Published by Safe-T-Gallery Inc.
Don Burmeister: Owner/Editor
Barbara Confino: Associate Editor
Burlesque has been back for well over a decade. Resurfacing in small venues in the 90s and drawing a mix of performers, its vibrant performance scene has gained much wider notice in the last few years. Now the Museum of Sex has devoted the entire third floor to a multimedia exhibit to showcase the revival.
The exhibit starts with clips from the film ‘Behind the BurlyQ,’ a documentary featuring interviews with a number of the stars and performers from burlesque’s great heyday in the 50s and 60’s (before the rise of topless clubs leading to today’s “gentlemen’s clubs.”) Also on display are photographs and memorabilia including a marked-up contact sheet from one of her pin-up shoots from Mara Gaye, a burlesque performer who continued as a pin-up model after she left the stage.
Representing today’s burlesque scene are photographs by Leland Bobbé and drawings by Luma Rouge.

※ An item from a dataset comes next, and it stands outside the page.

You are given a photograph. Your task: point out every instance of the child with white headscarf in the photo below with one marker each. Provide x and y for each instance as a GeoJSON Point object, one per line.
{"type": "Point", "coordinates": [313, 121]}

Thirty of Bobbé’s color portraits from his ongoing series are on display, fourteen of them large, even life-sized, prints, representing a cross section of the New York burlesque scene (both performers and hosts).
They present themselves as they wish to be seen and invite the viewer to look. In most images their gaze is directed at the viewer - sometimes inviting, sometimes neutral, sometimes challenging. They are shot straight on in costume, from the thighs up. We see Little Brooklyn with the world’s largest underpants, Ms Tickle with her birthday cake, Nasty Canasta with her novelty eyeglass, nose pasties and merkin, Tigger in drag as Tawny the Tigress, and many others.
In a few, the gaze is off to the side or down, directing the viewer’s eye to Clams Casino’s waving tassels or to Dirty Martini’s voluptuous body; these images caught my attention by their variation from the norm. Given the impact of the large prints, I wanted to see more of the smaller prints enlarged, particularly those of BB Heart, Dangrrr Doll, and Bonnie Dunn.
Over fifty drawings by Luma Rouge of live performances complemented Bobbé’s studio portraits and were shown in a room with amateur videos of performances. Done at stage side, Luma’s drawings beautifully abstract the essence of the performer in the act of performance - a difficult task, in some instances requiring several panels (e.g., Harvest Moon, seen also in one of the video clips).
I would have liked some live performance photography included to show how the studio persona translates to the stage. At the very least, better quality contemporary performance videos could have been found (the documentary A Wink and a Smile comes to mind but a number of others are available or in production.)
To make a musical analogy, it is like the difference between a live and a studio album. To provide a comprehensive overview, both should be included.
[In the interest of full disclosure (especially to you MoS) I should note that I am a photographer who has been documenting burlesque for a number of years, concentrating on live performances!]